Este texto «foi bastante satisfatório», considera o presidente da associação ambientalista Zero, Francisco Ferreira. «Foi feita pela primeira vez menção ao fim da utilização do carvão, dos combustíveis fosseis e é reconhecido, como um mea culpa, que ainda não se chegou ao financiamento de cem mil milhões de dólares por ano para se gastar no desenvolvimento de tecnologias amigas do ambiente», considera o responsável, que menciona ainda a «necessidade do financiamento para a adaptação e para as perdas e danos resultado das catástrofes naturais provocadas pelas alterações climáticas», mesmo não tendo sido «traçadas metas a ser cumpridas», mas que acredita que farão parte do «acordo final».

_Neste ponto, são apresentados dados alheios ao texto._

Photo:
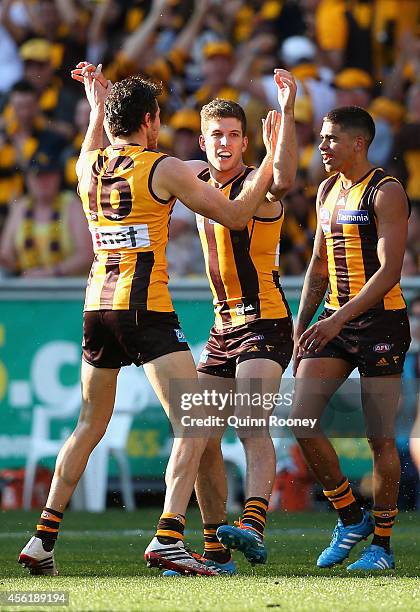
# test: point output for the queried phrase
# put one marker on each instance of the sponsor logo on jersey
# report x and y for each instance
(325, 219)
(180, 335)
(254, 339)
(353, 217)
(241, 309)
(382, 347)
(121, 236)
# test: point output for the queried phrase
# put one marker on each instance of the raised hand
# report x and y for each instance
(271, 127)
(83, 68)
(97, 88)
(286, 89)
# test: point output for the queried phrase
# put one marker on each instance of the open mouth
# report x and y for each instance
(224, 155)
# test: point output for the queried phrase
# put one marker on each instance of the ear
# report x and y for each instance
(359, 144)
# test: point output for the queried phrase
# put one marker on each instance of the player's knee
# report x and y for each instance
(213, 449)
(94, 430)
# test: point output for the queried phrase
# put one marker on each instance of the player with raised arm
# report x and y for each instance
(358, 251)
(128, 190)
(252, 333)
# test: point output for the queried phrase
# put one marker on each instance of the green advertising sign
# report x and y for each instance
(40, 353)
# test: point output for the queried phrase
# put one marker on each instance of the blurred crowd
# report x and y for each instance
(341, 52)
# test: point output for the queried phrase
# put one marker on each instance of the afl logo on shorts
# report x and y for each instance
(180, 335)
(325, 218)
(382, 348)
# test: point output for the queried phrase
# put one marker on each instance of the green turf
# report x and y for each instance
(101, 566)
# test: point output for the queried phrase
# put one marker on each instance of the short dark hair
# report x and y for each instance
(128, 104)
(353, 118)
(219, 109)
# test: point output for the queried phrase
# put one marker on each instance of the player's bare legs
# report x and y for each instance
(260, 474)
(380, 401)
(415, 440)
(98, 395)
(166, 549)
(186, 453)
(256, 376)
(316, 382)
(211, 483)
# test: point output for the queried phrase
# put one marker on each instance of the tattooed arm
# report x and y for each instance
(314, 288)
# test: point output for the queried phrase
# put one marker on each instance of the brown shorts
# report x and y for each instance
(261, 339)
(115, 338)
(376, 342)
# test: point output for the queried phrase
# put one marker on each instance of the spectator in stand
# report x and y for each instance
(363, 34)
(139, 52)
(62, 22)
(185, 124)
(45, 234)
(71, 152)
(405, 157)
(23, 133)
(56, 101)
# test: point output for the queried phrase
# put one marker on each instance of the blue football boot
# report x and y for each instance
(374, 558)
(344, 539)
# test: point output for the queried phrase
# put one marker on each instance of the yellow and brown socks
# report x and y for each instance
(255, 514)
(213, 549)
(170, 528)
(343, 500)
(48, 526)
(384, 522)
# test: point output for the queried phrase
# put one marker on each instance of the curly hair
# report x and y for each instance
(128, 104)
(219, 109)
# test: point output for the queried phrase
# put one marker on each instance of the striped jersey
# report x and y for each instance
(129, 226)
(242, 265)
(349, 224)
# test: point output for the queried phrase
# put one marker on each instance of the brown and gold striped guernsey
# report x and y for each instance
(242, 265)
(349, 224)
(129, 226)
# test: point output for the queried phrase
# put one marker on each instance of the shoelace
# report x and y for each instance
(241, 525)
(369, 555)
(336, 534)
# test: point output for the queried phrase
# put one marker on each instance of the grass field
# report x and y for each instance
(100, 558)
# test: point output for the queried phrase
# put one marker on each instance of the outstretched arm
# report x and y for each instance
(97, 90)
(286, 154)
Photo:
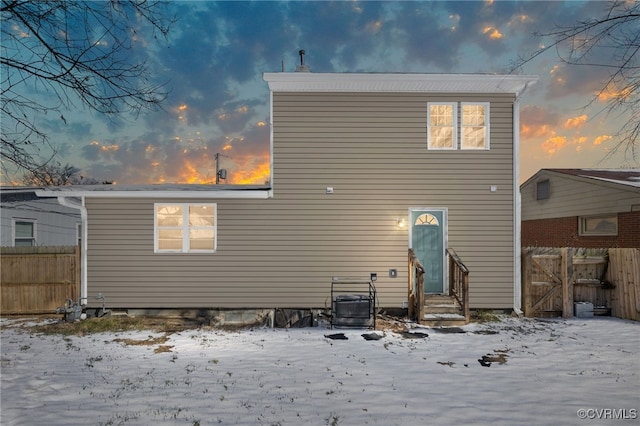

No entanto, ambos os especialistas apontam problemas nos textos das negociações. Filipe Duarte Santos aborda como os países envolvidos na COP26 continuam a enfrentar dificuldades em saber como lidar com as alterações climáticas.

«Todos os países do mundo mostram um aumento das emissões globais, em 16%, até 2030, e é necessário reduzir, de forma bastante drástica, em 45% para não ultrapassar o 1,5ºC e em 25% para não ultrapassar os 2ºC», nota Filipe Duarte Santos. «Esta década é crucial. Caso não sejam feitas mudanças, o sistema climático vai continuar a reagir a este aumento constante de emissões e vamos, inevitavelmente, ultrapassar o 1,5ºC, já estamos praticamente em 1,2ºC, por isso, este é um problema que ainda não está resolvido».

No entender de Francisco Ferreira, existe um esforço «insuficiente» nas primeiras negociações, sendo um dos objetivos em cima da mesa atingir no próximo ano um «apertar» das metas para cumprir já a redução dos gases de efeito de estufa e não apenas daqui a 5 anos.

«O objetivo é fazer uma revisão dessas metas agora ou no prazo de um ano, é como se o jogo já estivesse terminado e nós estivéssemos no prolongamento a tentar ainda garantir esses valores», ilustra, para explicar a urgência de adoção de medidas.

«Até ver foram assinados acordos importantes na área das florestas, na redução do metano, do carvão, mas ainda existem alguns aspetos limitantes, nomeadamente a ausência de alguns países no acordo do metano, onde falta a China, a Índia e a Rússia, ou no acordo do carvão, que não foi assinado pelos Estados Unidos nem a China», continua Francisco Ferreira.

Por fim, o presidente da associação ambientalista reforça a importância de controlar o mercado global dos petróleos, com a proteção dos direitos humanos dos povos indígenas e das florestas.

«Se não existir uma rigorosa qualificação e monitorização destas ações no mercado do carbono este não terá credibilidade nenhuma», afirma. «Portanto, para nós, caso não seja possível regular com eficácia, mais vale não haver uma decisão do que tomar uma má decisão», conclui.